Viewpoint: Writer dismisses pro-mining defense letter
In defending the pro mining letter, Joyce Bant seems to rely heavily on Media Trackers, the right-wing propaganda machine’s slanted “news releases” and GOP talking point memos.
First, my statement was “…the Bad River Band plant was cited in each of 5 years 2004-2008; however it has not been out of compliance in the past 12 quarters.
This is straight from the EPA compliance report which showed 145 businesses, municipalities and corporations have been cited with approximately 1,500 violations since 2007. The 5,400 percent above the legal limit was, as far as I could determine, an isolated occurrence. And of the Bad River Band plant’s 241 violations, 99 were reporting or monitoring violations which are not indicative of actual pollution violations, but that required reports were not filed and this resulted in automatic violations. However, the Bad River has self-reported violations to the EPA and invested $1.6 million in the past two years to fix those violations. The EPA says it has been working with Bad River to improve operations at the wastewater plant and while still not in full compliance, discharge quality has improved and violations have been resolved. Remember, the seriousness of the violations are not of the same magnitude as the potential damage from mining and is far different then dealing with sulfuric acid drainage and subsequent groundwater aquifer poisoning.

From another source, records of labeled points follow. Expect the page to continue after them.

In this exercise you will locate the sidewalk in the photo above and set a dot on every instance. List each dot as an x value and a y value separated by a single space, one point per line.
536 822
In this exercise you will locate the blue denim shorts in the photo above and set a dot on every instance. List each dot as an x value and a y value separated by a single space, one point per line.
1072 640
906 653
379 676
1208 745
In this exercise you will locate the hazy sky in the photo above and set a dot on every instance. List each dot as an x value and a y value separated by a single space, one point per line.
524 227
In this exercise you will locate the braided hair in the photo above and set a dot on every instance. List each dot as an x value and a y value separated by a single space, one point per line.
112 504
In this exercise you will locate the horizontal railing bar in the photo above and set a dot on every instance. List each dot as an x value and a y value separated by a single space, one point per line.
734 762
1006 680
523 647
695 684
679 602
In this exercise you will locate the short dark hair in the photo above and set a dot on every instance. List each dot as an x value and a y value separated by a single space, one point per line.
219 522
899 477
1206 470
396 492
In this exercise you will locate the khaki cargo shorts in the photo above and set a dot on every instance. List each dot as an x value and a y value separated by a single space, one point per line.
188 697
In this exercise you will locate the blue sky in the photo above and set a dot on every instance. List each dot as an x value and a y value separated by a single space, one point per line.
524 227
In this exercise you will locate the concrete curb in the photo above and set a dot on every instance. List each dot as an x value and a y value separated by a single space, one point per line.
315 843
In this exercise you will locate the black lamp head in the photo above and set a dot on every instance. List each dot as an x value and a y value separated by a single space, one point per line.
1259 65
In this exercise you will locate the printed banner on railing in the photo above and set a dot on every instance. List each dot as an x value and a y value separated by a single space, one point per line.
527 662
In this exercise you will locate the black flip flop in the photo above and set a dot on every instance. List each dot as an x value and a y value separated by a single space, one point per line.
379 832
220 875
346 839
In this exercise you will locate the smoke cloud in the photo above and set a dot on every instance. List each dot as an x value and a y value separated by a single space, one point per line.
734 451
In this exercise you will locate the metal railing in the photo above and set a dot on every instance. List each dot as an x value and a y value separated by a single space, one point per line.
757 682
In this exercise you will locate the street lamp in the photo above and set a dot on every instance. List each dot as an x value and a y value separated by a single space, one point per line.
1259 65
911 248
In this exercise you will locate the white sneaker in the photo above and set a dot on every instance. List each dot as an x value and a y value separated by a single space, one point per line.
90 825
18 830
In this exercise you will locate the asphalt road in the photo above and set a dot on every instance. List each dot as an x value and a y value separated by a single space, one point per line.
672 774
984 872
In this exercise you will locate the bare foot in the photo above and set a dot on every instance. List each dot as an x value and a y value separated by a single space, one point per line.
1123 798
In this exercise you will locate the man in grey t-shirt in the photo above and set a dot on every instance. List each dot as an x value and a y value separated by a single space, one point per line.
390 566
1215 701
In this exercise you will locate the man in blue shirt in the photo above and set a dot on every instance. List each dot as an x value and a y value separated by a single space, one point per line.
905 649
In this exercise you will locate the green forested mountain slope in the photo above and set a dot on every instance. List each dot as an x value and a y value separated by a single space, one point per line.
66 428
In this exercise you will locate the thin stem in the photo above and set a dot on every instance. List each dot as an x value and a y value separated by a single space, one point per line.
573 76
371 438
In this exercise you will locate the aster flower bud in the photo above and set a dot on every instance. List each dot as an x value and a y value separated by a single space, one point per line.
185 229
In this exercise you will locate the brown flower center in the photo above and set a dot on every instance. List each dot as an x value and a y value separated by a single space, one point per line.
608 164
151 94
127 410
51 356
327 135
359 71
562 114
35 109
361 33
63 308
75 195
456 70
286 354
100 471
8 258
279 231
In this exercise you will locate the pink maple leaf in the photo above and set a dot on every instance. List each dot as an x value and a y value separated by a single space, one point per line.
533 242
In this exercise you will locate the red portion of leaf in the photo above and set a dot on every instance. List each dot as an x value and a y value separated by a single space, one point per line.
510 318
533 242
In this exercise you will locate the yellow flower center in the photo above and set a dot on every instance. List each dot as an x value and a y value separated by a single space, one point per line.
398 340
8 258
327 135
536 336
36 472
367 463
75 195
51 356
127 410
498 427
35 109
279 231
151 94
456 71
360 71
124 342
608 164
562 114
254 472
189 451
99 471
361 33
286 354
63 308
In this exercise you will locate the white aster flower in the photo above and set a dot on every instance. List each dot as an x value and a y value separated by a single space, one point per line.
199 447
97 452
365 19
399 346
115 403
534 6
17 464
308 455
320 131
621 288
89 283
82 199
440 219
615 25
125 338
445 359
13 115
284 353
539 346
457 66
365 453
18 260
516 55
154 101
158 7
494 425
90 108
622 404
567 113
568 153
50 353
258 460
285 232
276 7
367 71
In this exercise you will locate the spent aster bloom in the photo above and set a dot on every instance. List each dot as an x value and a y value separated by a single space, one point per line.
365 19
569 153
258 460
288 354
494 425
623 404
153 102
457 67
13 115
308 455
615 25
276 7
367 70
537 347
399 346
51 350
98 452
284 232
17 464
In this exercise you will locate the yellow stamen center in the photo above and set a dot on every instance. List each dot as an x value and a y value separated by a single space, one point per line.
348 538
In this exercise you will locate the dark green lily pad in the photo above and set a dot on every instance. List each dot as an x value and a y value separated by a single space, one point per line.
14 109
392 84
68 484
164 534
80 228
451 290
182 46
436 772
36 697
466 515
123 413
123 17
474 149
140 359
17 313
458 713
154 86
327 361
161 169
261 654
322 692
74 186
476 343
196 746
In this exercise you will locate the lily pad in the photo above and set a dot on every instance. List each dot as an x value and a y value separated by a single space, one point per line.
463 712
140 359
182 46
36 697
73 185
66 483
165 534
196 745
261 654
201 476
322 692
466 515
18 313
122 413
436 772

Second, my take on “pie-in-the-sky” number of jobs the mine would create was questioned with the retort of “…why would the mine spend millions…it cannot waste their money on boondoggles.” Why, indeed. As “Woods Person” reported: “Commodities Now in its Nov. 15, 2012 issue stated that because of increasing production capacity and slower growth in demand, taconite prices will be volatile and continue to trend towards $85 to $95/ton during 2016 to 2020. If a mining company were to start today to pursue permits and build its infrastructure, it would, at best, come on line in about eight years, putting it right at the low price mark. And as Mining.com, in a November 19, 2012 article, stated, the largest U.S. taconite miner, Cleveland Cliffs, is delaying “massive iron ore projects in Canada and the U.S. because of declining taconite prices.” The question, then, becomes; who would invest $1.5 billion developing a project that will only return, at best, $25/ton or $200 million per year? Given the economics of this venture: the Penokee deposit will be expensive to mine, sits in an environmentally sensitive area, is not universally welcomed, and with falling prices; why would a company pursue this venture? Or as an official of the largest U.S. taconite mining company said, when asked the question, “What do you think of the Penokee deposit?” he replied, “Not economically feasible.”
Lastly, after checking on the definition of terrorism- “the use of violence and threats to intimidate or coerce, especially for political purposes”; I find that the actions of those protestors do fit the definition.